Your Feedback Matters (But Only When It Suits Us?)

Surveyers gather feedback

Customer relationship management relies on knowing what your customers are saying and thinking in relation to your company at all stages of the customer life-cycle. The use of this data helps your business target its communications more effectively and turn prospects into customers, and can also help retain existing customers for longer.

One of the most important forms of customer data used for keeping existing clients / customers happy is collecting their feedback. According to statistics, 95% of all businesses collect feedback. However:

  • Only 50% inform their staff of the feedback they’ve collected
  • Only 30% take any action on it
  • And only 5% take the time to inform customers of what action has been taken

This paints a rather underwhelming picture of businesses’ attitudes towards their customers’ opinions, and there is little excuse for this neglect when customer relationship management software is so readily available.

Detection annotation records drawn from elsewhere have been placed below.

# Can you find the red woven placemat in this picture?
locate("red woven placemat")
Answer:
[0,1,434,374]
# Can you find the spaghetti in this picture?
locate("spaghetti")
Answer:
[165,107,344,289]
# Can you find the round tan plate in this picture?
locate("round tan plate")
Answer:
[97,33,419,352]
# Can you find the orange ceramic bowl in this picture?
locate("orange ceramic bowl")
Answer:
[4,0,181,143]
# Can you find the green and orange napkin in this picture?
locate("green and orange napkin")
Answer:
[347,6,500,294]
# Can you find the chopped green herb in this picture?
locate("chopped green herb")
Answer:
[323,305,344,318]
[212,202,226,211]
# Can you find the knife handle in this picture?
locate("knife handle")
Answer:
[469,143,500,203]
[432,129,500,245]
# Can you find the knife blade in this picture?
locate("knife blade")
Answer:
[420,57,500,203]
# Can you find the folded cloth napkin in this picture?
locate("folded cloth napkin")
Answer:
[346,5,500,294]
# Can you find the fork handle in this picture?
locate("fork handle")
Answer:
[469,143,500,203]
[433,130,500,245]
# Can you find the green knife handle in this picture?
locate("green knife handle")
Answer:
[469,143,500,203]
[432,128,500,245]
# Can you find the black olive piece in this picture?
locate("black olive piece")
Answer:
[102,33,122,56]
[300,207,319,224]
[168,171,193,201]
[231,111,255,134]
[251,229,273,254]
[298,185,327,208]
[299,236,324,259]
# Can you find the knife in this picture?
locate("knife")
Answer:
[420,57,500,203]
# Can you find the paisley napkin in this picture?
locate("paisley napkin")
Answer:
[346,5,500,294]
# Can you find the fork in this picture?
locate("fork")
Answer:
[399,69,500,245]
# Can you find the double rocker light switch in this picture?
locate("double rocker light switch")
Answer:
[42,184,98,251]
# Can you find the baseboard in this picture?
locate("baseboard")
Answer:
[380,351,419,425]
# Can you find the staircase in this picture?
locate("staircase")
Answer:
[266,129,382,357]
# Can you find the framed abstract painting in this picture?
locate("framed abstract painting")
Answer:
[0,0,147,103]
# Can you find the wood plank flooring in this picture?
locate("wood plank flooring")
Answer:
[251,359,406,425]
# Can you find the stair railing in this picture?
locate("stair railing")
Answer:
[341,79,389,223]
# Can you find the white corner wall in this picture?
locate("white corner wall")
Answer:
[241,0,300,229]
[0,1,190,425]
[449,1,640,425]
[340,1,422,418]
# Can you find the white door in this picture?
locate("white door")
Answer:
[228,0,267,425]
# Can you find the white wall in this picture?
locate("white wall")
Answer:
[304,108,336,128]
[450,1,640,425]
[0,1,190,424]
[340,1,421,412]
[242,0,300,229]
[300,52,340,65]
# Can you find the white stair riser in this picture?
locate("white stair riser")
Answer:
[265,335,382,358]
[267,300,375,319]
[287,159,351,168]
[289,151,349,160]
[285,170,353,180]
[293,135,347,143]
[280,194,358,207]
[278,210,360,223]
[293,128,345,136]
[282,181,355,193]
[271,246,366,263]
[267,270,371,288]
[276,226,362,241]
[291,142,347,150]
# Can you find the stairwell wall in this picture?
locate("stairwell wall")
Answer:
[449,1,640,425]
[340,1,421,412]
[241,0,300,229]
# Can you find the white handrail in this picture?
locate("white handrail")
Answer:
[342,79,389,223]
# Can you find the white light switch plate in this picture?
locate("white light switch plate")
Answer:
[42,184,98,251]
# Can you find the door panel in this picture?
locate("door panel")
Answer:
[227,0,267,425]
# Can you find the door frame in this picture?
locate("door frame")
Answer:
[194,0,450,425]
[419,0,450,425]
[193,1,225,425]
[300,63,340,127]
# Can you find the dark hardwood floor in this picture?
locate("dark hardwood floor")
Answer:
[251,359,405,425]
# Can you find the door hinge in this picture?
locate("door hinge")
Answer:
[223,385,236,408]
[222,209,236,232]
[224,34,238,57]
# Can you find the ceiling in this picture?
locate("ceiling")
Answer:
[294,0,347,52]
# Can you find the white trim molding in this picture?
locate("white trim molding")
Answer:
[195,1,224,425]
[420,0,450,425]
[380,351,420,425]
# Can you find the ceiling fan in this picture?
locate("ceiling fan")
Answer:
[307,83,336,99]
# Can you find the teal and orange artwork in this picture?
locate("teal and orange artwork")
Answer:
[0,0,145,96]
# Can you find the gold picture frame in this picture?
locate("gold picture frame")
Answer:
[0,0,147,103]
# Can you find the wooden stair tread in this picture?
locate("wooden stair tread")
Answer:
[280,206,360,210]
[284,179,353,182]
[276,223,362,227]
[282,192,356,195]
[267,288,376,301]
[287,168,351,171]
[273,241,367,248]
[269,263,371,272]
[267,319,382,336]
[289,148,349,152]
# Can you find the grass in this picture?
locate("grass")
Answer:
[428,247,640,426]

Training your customer service team to use a CRM package will allow them to telephone existing clients and record the findings of their conversations in a single place, as well as keep track of customer activity (i.e. When you last spoke to them, whether they have purchased anything recently etc.) over prolonged periods of time. This dedicated approach to customer care will collect valuable feedback that can in turn be used to:

  • Improve internal efficiencies in the business, reducing costs
  • Identify areas where sales might be being lost
  • Increase customer satisfaction and the length of life-cycles

Installing CRM alone will not make the feedback valuable – a change in company culture is necessary for action to be followed through on it – but it will make it easier and more methodical to collect, store it in a place where it can be accessed by those who need to see it, and encourage collaboration when trying to devise a solution. The end result? Feedback that matters to both clients and to you.